Big Data Analytics & Data Scientist. Global Speaker. Astrophysicist. Space Scientist. And in addition to all those hats, Dr. Kirk Borne is the Principal Data Scientist and Executive Advisor at Booz Allen Hamilton, and a globally acknowledged influencer since 2013.
This week Manthan talked to Kirk to delve into his thoughts on big data analytics solutions for data driven discovery and decision support, and innovating using data science.
MANTHAN: Your personal journey in the field of big data analytics is an exciting one to read . What is the biggest surprise you’ve experienced in this rapidly growing, data driven world?
KIRK: The biggest surprise that I have experienced is how incredibly rapidly the world has woken up to and adopted the power of data and the power of algorithms. I worked in this field for many years and it was hard to get anyone to take it seriously 10-15 years ago. But in the past 5 years, the field has exploded, including startups, new businesses, new lines of business in old organizations, data science advocates in all types of organizations, the number of use cases across all sectors, and the demand for data scientists and data scientist training programs.
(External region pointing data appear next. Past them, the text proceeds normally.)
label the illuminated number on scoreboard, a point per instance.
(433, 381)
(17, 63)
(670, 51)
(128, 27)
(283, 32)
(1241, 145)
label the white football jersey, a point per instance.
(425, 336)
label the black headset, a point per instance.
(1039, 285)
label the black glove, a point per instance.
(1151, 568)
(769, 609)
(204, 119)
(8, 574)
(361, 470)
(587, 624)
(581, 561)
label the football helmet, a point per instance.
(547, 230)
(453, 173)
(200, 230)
The growth of interest, applications, tools, startups, and people working in this field almost seems to be *faster* than exponential.
MANTHAN: You’ve shared an example in our round-up on the impact big dataanalytics has made on society. Could you give us an example of how analysis of big data has helped improve a business situation?
KIRK: A very large financial services company (we’ll call it ABC) was concerned about customer attrition. Whenever a customer took their investments to another business, ABC lost money. So, ABC decided to explore their customer engagement data to see if they could find a precursor signal in the data that indicated when a customer was perhaps likely to take their investments out and move their funds to another business.
ABC invested approximately one million dollars in a “proof of concept” project to search the data and build a model of customer attrition. They did find a signal in the data, which was simply the sudden increase in the frequency of customer logins to their online account in the month prior to withdrawing their investments. So, ABC deployed a friendly customer engagement program in which they reached out to those customers whose monthly login frequency suddenly increased — ABC sent information about a new online investment calculator, investment performance metrics, new investment strategies, updated FAQs, financial management advice, tools to simplify reinvesting in their other financial service products, etc. At the end of the 3-month “proof of concept” test period, ABC estimated that their one million dollar data science investment had saved the company one billion dollars in customer value!
That was an ROI of $1000 for every $1 investment in their program. So, the company decided to invest in a much larger permanent data science team for greater customer engagement and marketing insights.
“The growth of interest, applications, tools, startups, and people working in this field almost seems to be *faster* than exponential.”
MANTHAN: As the Principal Data Scientist at Booz Allen Hamilton, how do you feel perceptions have changed (for good or bad) towards big data analytics solutions?
KIRK: I believe that the worst of the “big data” hype is now behind us. A lot of growth in the data science and big data analytics fields has already taken place in the past few years, despite all of the negative hype. Now, with the hype being diminished, we are settling down to greater growth, investment, innovation, and value creation in the field. So, the perceptions are definitely changed for the good!
MANTHAN: What recent problem have you helped solve by applying a data driven scientific solution?
KIRK: I cannot discuss client-specific problems and solutions, but one case that we are developing for a future potential client is around a fairly well known and common problem in the field of talent analytics: using data and modeling techniques to predict employee performance, job satisfaction, and possible attrition.
We considered an ensemble of different predictive modeling techniques that gave greater insights into the problem than a single model approach, with most of our focus is on the employee attrition problem (which is much like the customer attrition problem mentioned above): what are the key signals in the data that might indicate when such an outcome is likely to occur?
“I believe that the worst of the “big data” hype is now behind us.”
MANTHAN: What do you imagine the future will be like when we have greater computing capabilities to fully harness the potential of our big data?
KIRK: There are 3 essential contributors to big data analytics solutions and data science success, and why big data science is so popular these days, are these:
- larger and more comprehensive data sets.
- more efficient and effective algorithms.
- faster more powerful computing capabilities.
As computing capabilities increase, then similarly will our abilities increase to explore even greater dimensions and combinations of dimensions of much larger data sets.
The insights to be gained will continue to grow in proportion to the computing power that we can apply to the problem. The combinatorial explosion of different combinations of diverse data sets to be explored will become even more enormous as the Internet of Things grows in diversity and ubiquity. The discovery potential from all of these new acquired data will be lost unless we also acquire greater computing capabilities.
So, I expect that the 3 essential contributors to big data science success will continue for a long time to come!